Doch scheint es vielen Syrern schwerzufallen, sich in der alten Heimat eine neue Existenz aufzubauen. Die Wahrscheinlichkeit sei hoch, dass viele Flüchtlinge aus Syrien illegal in die Türkei zurückkehren, sagt der Syrienexperte Oytun Orhan vom Forschungszentrum ORSAM in Ankara im DW-Gespräch.  So sei es auch im Fall der Umsiedelung nach Afrin gewesen. "Nach der Rückkehr waren die Syrer enttäuscht. So kehrten sie um und leben jetzt als nicht registrierte Flüchtlinge erneut in der Türkei."

Geringe Zahl von Rückkehrern erwartet

Sollte die Rückkehr tatsächlich auf freiwilliger Basis erfolgen, dann dürfte die Zahl der Rückkehrer kaum in die Millionen gehen, erwartet Orhan. "Zudem kommen von den rund 3,6 Millionen Syrern nur zehn bis 15 Prozent aus dem Gebiet östlich des Euphrats. Man kann also davon ausgehen, dass nur 400.000 bis 500.000 zurückkehren."

Nach Ansicht des türkischen Oppositionspolitikers Ümit Ozdag von der nationalistischen "Iyi-Parti" herrscht "Unklarheit" über die in der Türkei geltenden Regelungen zur freiwilligen Rückkehr. Die 2014 verabschiedete Verordnung zum zeitlich begrenzten Schutz formuliere die Voraussetzung eindeutig: "Wenn der Krieg endet, müssen die Syrer nach Hause zurückkehren. Der Begriff 'freiwillig' trifft die Bedingungen nicht." 

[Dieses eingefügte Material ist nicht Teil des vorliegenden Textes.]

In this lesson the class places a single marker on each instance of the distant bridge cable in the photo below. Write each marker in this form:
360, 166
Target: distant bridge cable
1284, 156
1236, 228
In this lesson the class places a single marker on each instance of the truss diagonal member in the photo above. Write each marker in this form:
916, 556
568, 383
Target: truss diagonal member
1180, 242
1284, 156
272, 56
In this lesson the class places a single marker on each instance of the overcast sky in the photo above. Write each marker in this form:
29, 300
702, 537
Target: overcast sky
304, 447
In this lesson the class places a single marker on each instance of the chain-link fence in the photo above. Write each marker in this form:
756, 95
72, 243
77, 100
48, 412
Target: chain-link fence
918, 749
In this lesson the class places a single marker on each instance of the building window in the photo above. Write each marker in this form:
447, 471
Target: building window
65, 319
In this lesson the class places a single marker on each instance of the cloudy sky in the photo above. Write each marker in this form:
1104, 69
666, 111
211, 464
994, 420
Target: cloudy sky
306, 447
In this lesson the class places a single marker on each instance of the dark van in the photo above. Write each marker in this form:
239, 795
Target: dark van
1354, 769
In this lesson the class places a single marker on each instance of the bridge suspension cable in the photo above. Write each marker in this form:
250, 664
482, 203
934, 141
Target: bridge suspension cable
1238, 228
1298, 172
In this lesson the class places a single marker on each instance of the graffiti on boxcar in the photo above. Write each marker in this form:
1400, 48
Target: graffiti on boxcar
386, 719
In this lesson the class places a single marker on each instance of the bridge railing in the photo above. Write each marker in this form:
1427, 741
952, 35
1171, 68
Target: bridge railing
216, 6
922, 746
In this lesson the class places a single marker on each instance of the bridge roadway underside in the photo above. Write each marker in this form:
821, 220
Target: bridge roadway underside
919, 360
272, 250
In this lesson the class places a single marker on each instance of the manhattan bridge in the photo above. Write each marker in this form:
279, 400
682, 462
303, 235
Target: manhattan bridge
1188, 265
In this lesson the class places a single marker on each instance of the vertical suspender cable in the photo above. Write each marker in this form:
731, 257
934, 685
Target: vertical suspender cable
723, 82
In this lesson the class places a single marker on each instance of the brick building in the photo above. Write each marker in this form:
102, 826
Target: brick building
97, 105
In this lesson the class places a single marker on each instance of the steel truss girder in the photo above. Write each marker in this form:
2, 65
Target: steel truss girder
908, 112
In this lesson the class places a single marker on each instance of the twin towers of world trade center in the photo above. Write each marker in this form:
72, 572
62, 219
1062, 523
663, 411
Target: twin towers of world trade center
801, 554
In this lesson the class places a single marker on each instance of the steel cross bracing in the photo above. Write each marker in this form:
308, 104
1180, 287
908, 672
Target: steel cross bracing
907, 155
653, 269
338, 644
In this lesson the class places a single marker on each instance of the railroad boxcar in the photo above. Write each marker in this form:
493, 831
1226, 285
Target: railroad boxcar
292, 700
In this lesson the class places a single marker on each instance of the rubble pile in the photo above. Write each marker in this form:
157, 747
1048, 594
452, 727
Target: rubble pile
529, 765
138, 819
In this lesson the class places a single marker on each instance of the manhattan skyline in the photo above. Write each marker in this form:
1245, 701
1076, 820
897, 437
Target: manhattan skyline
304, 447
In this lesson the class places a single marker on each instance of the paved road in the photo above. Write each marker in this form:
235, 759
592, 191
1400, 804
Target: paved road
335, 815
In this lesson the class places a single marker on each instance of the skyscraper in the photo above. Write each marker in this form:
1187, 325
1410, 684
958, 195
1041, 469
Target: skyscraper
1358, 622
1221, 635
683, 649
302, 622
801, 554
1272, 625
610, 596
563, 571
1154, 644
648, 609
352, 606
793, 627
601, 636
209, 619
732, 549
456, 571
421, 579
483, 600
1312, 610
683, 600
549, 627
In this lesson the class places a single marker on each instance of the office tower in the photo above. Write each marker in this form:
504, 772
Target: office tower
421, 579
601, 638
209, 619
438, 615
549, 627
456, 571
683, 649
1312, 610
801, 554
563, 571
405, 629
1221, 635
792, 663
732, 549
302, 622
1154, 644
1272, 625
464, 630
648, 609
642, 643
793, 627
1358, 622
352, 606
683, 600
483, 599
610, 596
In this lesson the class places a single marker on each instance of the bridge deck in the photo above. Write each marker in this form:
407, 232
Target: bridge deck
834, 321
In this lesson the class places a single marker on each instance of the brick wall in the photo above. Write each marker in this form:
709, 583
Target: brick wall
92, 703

Gewalt und Unsicherheit: Die syrische Stadt Tel Abyad nach der Explosion einer Autobombe am 2. November 2019Bild: Getty Images/AFP/B. Alkasem

Der Blick nach Europa

Nachdem die ersten syrischen Flüchtlinge im Jahr 2012 in die Türkei kamen, ging die zunächst hohe Akzeptanz Schritt für Schritt zurück. Nun will Präsident Erdogan die Wähler zurückgewinnen, indem er die Zahl der in der Türkei lebenden Flüchtlinge zu verringern versucht. Auch aus diesem Grund droht er der Europäischen Union mit Blick auf das 2016 unterzeichnete Abkommen über die Neuansiedlung von Flüchtlingen. So hat er wiederholt angekündigt, er werde den Flüchtlingen die Türen nach Europa öffnen. Das hat in den EU-Staaten zur Sorge vor einer neuen Fluchtbewegung geführt.

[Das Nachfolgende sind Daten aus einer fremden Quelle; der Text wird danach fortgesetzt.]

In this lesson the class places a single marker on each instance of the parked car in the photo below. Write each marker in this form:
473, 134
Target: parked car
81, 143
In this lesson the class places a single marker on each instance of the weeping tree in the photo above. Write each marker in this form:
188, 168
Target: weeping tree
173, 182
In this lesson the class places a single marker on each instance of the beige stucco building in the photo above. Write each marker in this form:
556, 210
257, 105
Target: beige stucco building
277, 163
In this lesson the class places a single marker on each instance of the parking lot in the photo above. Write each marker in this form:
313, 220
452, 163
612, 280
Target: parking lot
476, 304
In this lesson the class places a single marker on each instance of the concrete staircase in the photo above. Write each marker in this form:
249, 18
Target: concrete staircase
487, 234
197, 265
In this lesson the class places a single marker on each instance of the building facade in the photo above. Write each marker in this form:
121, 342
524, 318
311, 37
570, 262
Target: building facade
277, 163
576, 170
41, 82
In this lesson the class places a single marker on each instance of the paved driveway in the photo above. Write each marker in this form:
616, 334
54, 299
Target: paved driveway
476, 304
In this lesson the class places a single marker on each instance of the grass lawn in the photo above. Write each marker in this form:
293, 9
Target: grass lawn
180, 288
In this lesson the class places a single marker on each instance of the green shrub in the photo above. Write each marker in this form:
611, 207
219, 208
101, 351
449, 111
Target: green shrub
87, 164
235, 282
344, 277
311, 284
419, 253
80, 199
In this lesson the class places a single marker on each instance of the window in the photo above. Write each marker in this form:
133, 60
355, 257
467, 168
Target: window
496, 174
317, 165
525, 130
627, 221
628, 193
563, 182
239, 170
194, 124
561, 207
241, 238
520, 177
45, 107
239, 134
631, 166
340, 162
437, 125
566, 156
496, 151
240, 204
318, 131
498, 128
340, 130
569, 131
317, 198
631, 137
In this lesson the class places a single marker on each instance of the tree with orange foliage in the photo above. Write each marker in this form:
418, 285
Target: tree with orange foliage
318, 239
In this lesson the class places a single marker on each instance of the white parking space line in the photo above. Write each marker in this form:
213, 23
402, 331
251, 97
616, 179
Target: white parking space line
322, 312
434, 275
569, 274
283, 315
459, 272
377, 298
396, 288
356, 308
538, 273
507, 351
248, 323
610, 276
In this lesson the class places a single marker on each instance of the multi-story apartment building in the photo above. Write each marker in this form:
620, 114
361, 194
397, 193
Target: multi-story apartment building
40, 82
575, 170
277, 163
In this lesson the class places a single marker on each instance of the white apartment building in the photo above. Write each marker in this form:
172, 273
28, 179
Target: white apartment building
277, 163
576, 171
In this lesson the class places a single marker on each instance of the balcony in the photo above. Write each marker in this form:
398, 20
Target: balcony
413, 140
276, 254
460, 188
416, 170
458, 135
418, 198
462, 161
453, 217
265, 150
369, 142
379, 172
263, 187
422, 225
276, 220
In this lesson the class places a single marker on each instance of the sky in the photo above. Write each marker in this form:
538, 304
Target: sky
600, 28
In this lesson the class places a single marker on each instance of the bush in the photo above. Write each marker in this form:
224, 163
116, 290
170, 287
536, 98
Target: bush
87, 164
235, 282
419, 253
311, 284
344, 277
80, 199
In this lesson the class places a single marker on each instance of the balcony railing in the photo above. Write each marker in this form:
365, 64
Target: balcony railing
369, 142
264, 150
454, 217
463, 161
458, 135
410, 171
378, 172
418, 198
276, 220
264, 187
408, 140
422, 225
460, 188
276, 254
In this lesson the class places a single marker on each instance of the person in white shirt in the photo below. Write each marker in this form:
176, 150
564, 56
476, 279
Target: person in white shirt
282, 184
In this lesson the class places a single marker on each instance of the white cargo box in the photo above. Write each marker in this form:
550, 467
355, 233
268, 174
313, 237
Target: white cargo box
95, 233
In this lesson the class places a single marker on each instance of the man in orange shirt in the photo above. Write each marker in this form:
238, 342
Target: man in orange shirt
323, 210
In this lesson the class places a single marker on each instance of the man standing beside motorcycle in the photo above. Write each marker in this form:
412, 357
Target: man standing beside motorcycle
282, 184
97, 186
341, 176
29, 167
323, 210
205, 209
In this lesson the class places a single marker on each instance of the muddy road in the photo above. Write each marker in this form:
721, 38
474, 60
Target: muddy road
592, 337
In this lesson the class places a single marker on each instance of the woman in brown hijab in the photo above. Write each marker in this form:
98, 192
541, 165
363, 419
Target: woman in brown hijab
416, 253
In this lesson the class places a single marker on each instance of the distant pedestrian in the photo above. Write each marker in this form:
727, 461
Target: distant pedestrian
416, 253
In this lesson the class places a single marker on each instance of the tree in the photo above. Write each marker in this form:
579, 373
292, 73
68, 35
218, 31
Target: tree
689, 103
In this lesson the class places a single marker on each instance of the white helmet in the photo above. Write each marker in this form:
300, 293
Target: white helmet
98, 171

Aus diesem Grund sei der Ansatz der EU mindestens fragwürdig, sagt Sevim Dağdelen, stellvertretende Fraktionsvorsitzende der Partei "Die Linke" im Deutschen Bundestag. Anstatt Milliarden in die Türkei zum Schutz gegen Flüchtlinge zu investieren, sollte das Geld besser in den Wiederaufbau Syriens fließen.

"Internationale Sicherheitszone" noch auf dem Tisch

Die deutsche Bundesregierung setzt weiterhin auf eine politische Lösung der Krise. Zwar hat der Vorschlag von Bundesverteidigungsministerin Annegret Kramp-Karrenbauer für eine internationale Sicherheitszone im In- und Ausland keine Zustimmung gefunden. Doch scheint die CDU die Möglichkeit eines internationalen Engagements in Nordsyrien weiterhin zu prüfen.

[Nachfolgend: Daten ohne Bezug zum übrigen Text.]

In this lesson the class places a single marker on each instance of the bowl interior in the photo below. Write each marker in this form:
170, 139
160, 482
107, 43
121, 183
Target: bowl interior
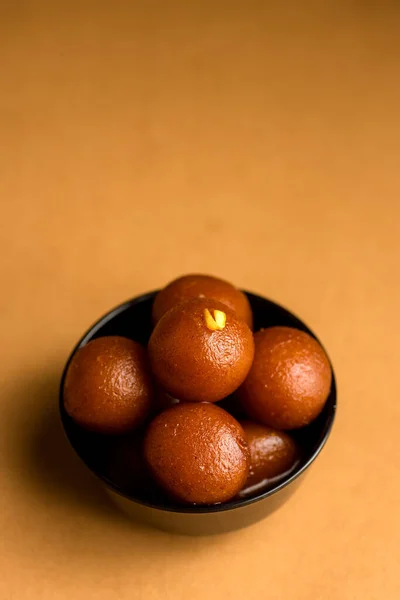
108, 456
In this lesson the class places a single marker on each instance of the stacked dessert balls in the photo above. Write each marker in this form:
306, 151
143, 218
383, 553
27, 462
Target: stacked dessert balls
205, 411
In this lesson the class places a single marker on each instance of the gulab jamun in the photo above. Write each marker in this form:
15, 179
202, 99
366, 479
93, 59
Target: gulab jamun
272, 453
200, 351
108, 385
289, 381
197, 453
202, 286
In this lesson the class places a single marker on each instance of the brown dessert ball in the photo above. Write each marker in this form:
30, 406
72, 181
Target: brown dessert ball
202, 286
272, 452
108, 387
289, 381
197, 453
200, 351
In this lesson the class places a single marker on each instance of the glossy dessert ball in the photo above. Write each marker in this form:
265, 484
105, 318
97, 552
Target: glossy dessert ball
108, 387
200, 351
202, 286
272, 453
289, 381
197, 453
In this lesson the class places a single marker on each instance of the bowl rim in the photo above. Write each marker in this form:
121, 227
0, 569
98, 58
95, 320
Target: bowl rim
235, 503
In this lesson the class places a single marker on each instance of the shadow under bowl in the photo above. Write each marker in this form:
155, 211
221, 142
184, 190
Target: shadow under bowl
145, 502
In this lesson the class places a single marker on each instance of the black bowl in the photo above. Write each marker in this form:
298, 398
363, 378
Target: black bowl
145, 502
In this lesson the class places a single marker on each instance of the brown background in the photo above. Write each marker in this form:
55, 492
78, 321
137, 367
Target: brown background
141, 140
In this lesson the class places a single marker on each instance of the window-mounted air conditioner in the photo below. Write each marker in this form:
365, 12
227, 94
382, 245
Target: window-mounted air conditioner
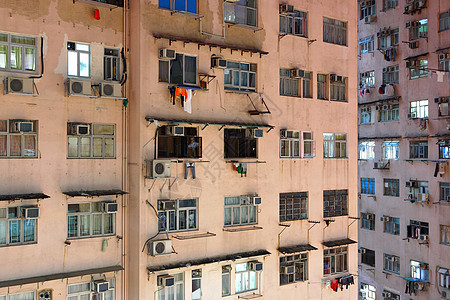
110, 89
23, 126
100, 286
167, 54
218, 62
255, 265
166, 280
30, 212
19, 85
80, 87
160, 247
160, 169
110, 207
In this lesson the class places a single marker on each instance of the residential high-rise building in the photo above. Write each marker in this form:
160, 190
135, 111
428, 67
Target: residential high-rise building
404, 64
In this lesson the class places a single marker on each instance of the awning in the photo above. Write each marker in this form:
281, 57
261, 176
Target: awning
58, 276
96, 193
207, 123
23, 197
209, 260
416, 56
338, 243
296, 249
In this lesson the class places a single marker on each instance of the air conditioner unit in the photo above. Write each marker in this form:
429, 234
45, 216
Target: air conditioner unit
175, 130
19, 85
255, 265
218, 62
167, 54
22, 126
160, 169
110, 89
297, 73
100, 286
79, 87
286, 8
166, 280
30, 212
286, 270
160, 247
110, 207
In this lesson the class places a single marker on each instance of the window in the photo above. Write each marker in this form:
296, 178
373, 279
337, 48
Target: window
335, 260
368, 186
390, 75
240, 143
241, 12
15, 229
188, 145
388, 113
337, 88
366, 45
294, 23
391, 263
83, 291
78, 59
368, 221
418, 29
189, 6
293, 268
419, 270
391, 187
90, 140
367, 79
89, 220
177, 215
444, 148
181, 70
367, 257
367, 150
240, 210
226, 280
288, 86
388, 4
420, 70
245, 279
334, 31
445, 235
388, 39
335, 203
18, 138
418, 109
418, 149
391, 225
444, 20
322, 88
111, 64
417, 229
367, 292
17, 53
174, 292
367, 9
293, 206
335, 145
390, 149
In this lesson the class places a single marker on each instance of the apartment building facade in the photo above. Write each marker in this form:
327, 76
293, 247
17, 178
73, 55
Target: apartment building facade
404, 55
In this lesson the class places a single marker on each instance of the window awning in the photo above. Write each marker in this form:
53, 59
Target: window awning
338, 243
96, 193
58, 276
209, 260
23, 197
207, 123
296, 249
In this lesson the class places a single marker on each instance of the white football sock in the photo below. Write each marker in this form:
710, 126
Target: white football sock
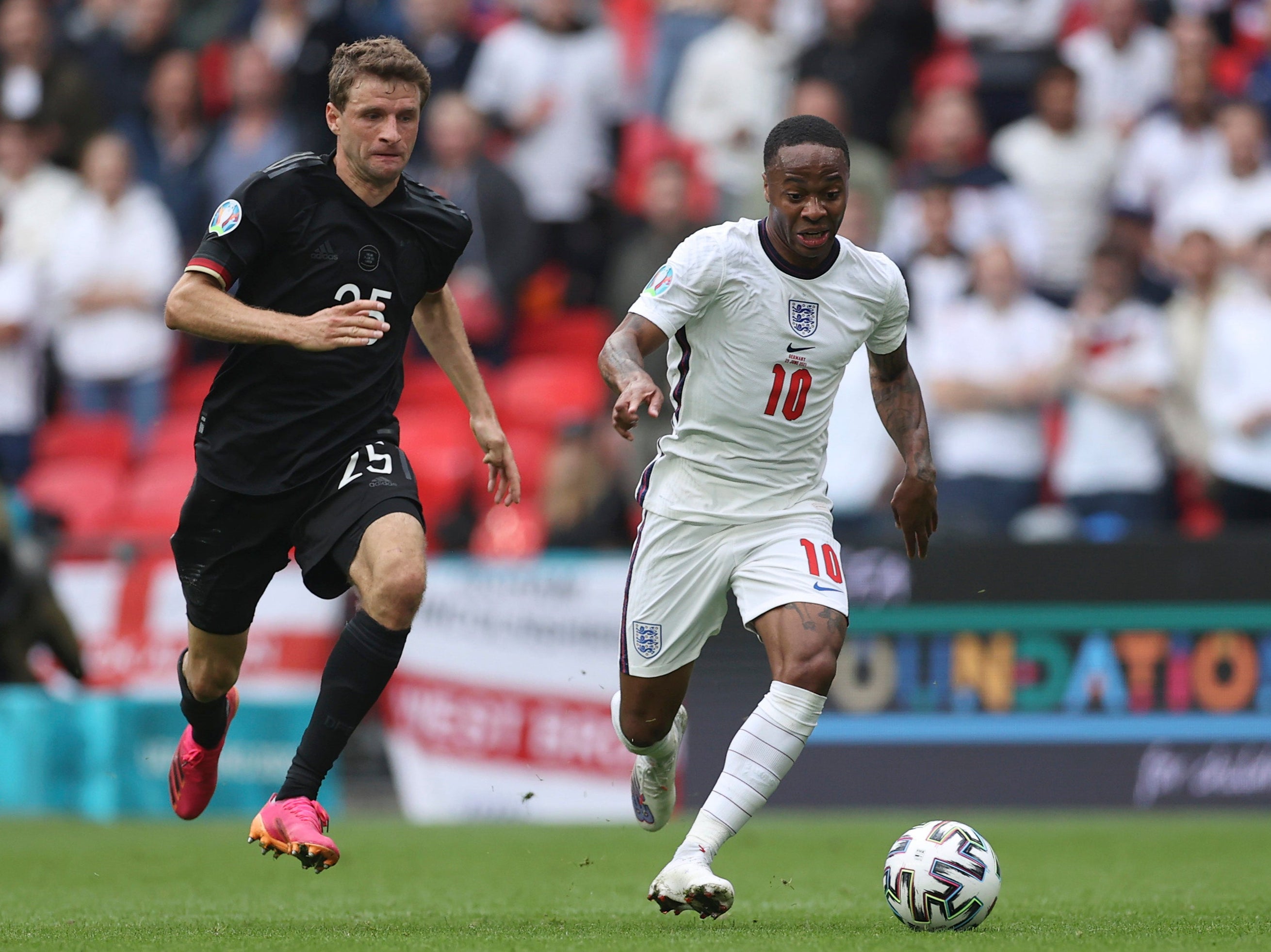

Das Thema werde weiterhin Teil der regelmäßigen Konsultationen der NATO-Länder bis zum Gipfel des Bündnisses in London Ende des Jahres sein, erwartet Andreas Nick. Hinsichtlich des in Sotschi getroffenen Abkommens zwischen Russland und der Türkei zur Stabilität in Nordsyrien ist der Parlamentarier skeptisch. Man müsse sorgfältig beobachten, ob die Vereinbarung wirklich eine stabile Situation für die Region darstelle, auf deren Grundlage dann zivile Initiativen und der Wiederaufbau beginnen könnten. "Ich bin skeptisch, dass dies der Fall sein wird."